Microscopic, where theories for molecular, atomic, nuclear and subnuclear phenomena are considered in a combined approach of statistical mechanics, quantum mechanics and field quantum field theory. In our laboratory there is a special interest to develop and understand the natural extensions of concepts like interfacial tension, friction and viscosity to nuclear and subnuclear scales. The information contained in the fragmentation processes in molecular, atomic, nuclear and subnuclear collisions can be analyzed through very powerful and elegant tools related to fractal measure theory.
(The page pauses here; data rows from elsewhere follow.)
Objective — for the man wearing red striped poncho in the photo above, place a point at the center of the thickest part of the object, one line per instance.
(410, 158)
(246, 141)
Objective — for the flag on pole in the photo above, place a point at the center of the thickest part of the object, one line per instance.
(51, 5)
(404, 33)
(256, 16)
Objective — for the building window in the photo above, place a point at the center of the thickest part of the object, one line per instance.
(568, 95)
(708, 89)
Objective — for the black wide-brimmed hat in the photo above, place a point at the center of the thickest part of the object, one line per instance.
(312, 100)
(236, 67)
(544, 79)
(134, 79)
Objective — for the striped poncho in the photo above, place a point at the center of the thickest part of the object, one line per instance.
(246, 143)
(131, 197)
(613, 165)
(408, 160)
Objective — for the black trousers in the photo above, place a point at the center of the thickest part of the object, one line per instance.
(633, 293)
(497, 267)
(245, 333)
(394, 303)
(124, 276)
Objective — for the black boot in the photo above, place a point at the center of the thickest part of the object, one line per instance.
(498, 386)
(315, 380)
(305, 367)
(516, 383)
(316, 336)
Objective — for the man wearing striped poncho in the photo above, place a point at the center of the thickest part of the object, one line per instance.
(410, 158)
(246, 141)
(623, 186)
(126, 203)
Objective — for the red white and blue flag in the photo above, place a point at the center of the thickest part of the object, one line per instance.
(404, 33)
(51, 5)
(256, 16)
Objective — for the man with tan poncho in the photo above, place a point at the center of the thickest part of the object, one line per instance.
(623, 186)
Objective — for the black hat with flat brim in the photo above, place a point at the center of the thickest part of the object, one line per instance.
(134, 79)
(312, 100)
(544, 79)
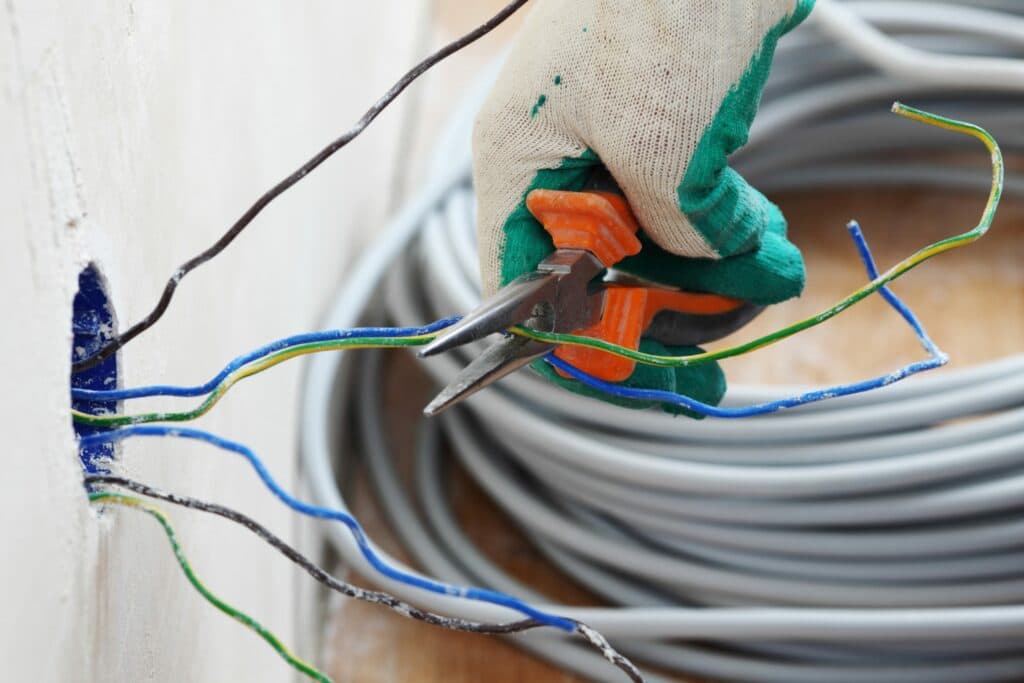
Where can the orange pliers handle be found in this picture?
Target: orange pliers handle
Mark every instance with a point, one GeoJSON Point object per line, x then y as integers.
{"type": "Point", "coordinates": [603, 224]}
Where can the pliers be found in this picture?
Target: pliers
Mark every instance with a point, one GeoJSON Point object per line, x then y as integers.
{"type": "Point", "coordinates": [572, 291]}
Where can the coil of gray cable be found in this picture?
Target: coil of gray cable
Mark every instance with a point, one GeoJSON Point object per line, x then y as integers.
{"type": "Point", "coordinates": [862, 539]}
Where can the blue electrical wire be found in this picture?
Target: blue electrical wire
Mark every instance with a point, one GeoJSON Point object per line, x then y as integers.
{"type": "Point", "coordinates": [938, 359]}
{"type": "Point", "coordinates": [337, 515]}
{"type": "Point", "coordinates": [272, 347]}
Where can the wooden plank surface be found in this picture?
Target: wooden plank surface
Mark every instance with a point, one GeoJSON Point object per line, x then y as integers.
{"type": "Point", "coordinates": [972, 301]}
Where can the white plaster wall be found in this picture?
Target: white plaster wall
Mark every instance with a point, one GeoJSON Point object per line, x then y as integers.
{"type": "Point", "coordinates": [132, 133]}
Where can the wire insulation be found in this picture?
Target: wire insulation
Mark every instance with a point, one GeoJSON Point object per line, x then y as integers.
{"type": "Point", "coordinates": [243, 222]}
{"type": "Point", "coordinates": [374, 597]}
{"type": "Point", "coordinates": [378, 562]}
{"type": "Point", "coordinates": [237, 614]}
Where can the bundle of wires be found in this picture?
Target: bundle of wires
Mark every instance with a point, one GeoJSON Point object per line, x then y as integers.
{"type": "Point", "coordinates": [871, 538]}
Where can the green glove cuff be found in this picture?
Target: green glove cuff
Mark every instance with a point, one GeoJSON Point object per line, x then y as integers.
{"type": "Point", "coordinates": [705, 382]}
{"type": "Point", "coordinates": [771, 273]}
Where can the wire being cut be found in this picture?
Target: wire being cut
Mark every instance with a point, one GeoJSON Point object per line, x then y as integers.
{"type": "Point", "coordinates": [243, 222]}
{"type": "Point", "coordinates": [285, 349]}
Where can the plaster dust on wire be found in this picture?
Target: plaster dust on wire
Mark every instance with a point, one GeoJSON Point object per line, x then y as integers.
{"type": "Point", "coordinates": [909, 568]}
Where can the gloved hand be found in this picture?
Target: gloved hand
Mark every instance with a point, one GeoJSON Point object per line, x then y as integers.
{"type": "Point", "coordinates": [660, 92]}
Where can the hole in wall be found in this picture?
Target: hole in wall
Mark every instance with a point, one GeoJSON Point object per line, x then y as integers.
{"type": "Point", "coordinates": [93, 323]}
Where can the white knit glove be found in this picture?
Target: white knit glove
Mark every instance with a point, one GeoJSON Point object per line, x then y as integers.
{"type": "Point", "coordinates": [659, 91]}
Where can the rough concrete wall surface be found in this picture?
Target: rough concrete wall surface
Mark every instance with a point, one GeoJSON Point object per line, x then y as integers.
{"type": "Point", "coordinates": [131, 134]}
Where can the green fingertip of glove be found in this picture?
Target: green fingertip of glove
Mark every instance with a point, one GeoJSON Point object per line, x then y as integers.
{"type": "Point", "coordinates": [705, 382]}
{"type": "Point", "coordinates": [772, 273]}
{"type": "Point", "coordinates": [526, 243]}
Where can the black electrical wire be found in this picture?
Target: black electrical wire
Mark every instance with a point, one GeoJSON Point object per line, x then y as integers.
{"type": "Point", "coordinates": [375, 597]}
{"type": "Point", "coordinates": [242, 223]}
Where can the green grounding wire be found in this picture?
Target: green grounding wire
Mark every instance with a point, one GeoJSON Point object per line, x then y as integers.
{"type": "Point", "coordinates": [242, 617]}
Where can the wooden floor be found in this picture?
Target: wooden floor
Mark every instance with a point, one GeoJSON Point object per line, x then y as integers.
{"type": "Point", "coordinates": [972, 301]}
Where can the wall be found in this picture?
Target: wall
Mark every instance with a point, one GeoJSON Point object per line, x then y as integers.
{"type": "Point", "coordinates": [132, 134]}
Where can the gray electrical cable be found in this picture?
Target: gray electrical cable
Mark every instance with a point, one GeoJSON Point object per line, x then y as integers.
{"type": "Point", "coordinates": [877, 537]}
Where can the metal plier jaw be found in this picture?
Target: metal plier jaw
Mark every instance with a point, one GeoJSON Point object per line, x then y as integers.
{"type": "Point", "coordinates": [561, 295]}
{"type": "Point", "coordinates": [566, 294]}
Stability of nuclear systems is reviewed within the context of nonlinear density dependent alpha particle models based on Skyrme-like effective forces. Chaos and self-organization features are revisited for these systems. Collective excitations of continuum in very light nuclei are studied under a relativistic approach with scalar and vectorial nucleon-nucleus optical potentials.
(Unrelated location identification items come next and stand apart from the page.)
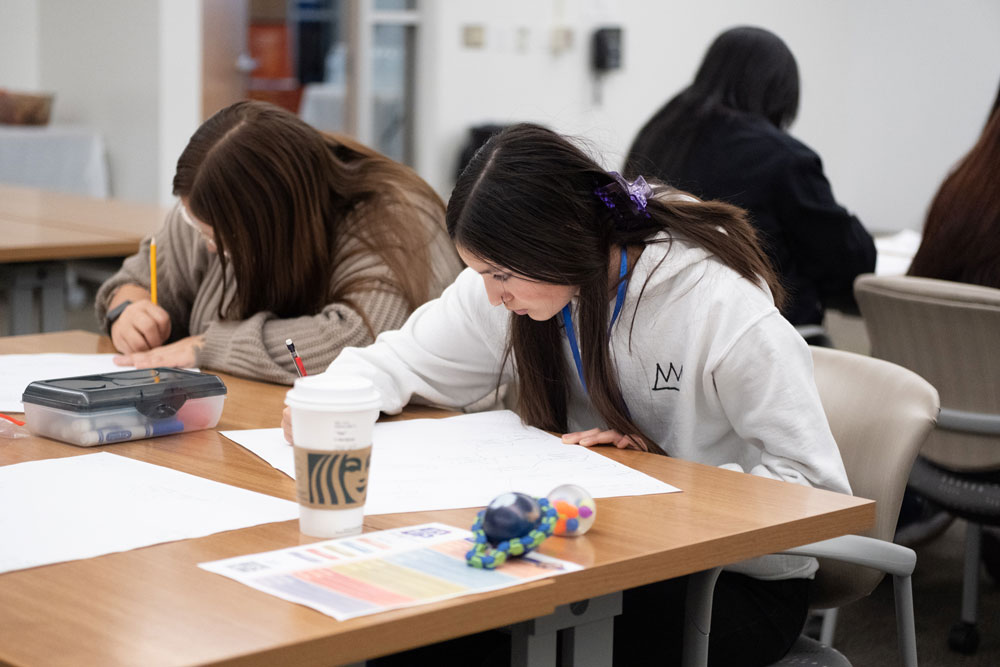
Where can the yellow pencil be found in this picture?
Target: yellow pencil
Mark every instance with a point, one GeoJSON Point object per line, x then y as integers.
{"type": "Point", "coordinates": [152, 269]}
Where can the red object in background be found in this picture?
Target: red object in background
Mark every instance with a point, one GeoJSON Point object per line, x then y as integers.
{"type": "Point", "coordinates": [274, 78]}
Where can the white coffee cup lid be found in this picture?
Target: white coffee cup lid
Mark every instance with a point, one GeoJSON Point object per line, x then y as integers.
{"type": "Point", "coordinates": [329, 391]}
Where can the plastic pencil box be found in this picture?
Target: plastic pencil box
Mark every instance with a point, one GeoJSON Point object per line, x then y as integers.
{"type": "Point", "coordinates": [93, 410]}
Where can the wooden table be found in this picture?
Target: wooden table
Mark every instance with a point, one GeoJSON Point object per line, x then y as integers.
{"type": "Point", "coordinates": [153, 606]}
{"type": "Point", "coordinates": [40, 231]}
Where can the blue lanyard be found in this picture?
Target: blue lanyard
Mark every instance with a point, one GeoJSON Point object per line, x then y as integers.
{"type": "Point", "coordinates": [568, 316]}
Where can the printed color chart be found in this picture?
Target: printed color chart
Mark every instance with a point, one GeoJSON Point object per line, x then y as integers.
{"type": "Point", "coordinates": [373, 572]}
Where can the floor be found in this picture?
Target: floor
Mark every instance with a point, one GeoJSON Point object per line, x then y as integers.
{"type": "Point", "coordinates": [866, 631]}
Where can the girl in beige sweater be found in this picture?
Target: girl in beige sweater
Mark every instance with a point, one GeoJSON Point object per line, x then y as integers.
{"type": "Point", "coordinates": [280, 232]}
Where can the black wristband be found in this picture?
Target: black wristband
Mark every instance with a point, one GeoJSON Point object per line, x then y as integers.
{"type": "Point", "coordinates": [115, 313]}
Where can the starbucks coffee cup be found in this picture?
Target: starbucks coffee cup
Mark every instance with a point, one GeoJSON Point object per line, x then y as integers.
{"type": "Point", "coordinates": [332, 421]}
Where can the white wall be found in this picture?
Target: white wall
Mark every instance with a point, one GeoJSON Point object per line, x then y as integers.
{"type": "Point", "coordinates": [19, 45]}
{"type": "Point", "coordinates": [893, 92]}
{"type": "Point", "coordinates": [130, 69]}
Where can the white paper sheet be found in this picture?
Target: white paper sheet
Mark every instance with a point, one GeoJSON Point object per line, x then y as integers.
{"type": "Point", "coordinates": [83, 506]}
{"type": "Point", "coordinates": [19, 370]}
{"type": "Point", "coordinates": [466, 461]}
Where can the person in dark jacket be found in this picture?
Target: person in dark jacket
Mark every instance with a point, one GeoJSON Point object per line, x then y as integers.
{"type": "Point", "coordinates": [724, 137]}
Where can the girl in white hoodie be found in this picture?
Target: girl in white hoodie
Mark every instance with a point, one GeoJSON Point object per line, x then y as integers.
{"type": "Point", "coordinates": [635, 316]}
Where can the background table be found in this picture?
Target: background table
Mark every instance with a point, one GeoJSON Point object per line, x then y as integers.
{"type": "Point", "coordinates": [41, 231]}
{"type": "Point", "coordinates": [154, 606]}
{"type": "Point", "coordinates": [54, 157]}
Mesoscopic, where particular details of objects at microscopic scales are disregarded and these microscopic complex objects become the new building blocks of even bigger objects. This simplification is not going to change the essential physics behind those systems at intermediate scales.Within that scale range, problems related to molecules and their interactions, chemical reactions and their kinetics, interfacial phenomena, colloid and dispersion physics, transport phenomena in disordered media, aggregation phenomena, physics of nanostructures, chaos and self-organization at intermediate scales and cellular cooperative phenomena like bacteria, tumor and normal tissue growth, immunological and neural networks related to physiological systems and their interactions, are going to be studied following a very cross-disciplinary approach.

Macroscopic, where the objects to be studied belong to a human or even bigger scale.The main subject to be considered is continuous media theory, including fluid mechanics and dynamics, the related transport phenomena and self-organization at large scales. Special attention is devoted to the combination of gauge, elasticity and defect theories applied to the study of fracture and deformation of material media. The solution of inverse problems related to wave propagation phenomena in media of different nature and the role of time scales in the continuous media characterization is another topic of interest. Stochastic methods based on simulated annealing procedures are used in the inversion of Laplace and Stieltjes transforms. Particular applications to nuclear physics, relaxometry in nuclear magnetic resonance, medical physics, geophysics, transport phenomena in porous media and dispersions are now in progress.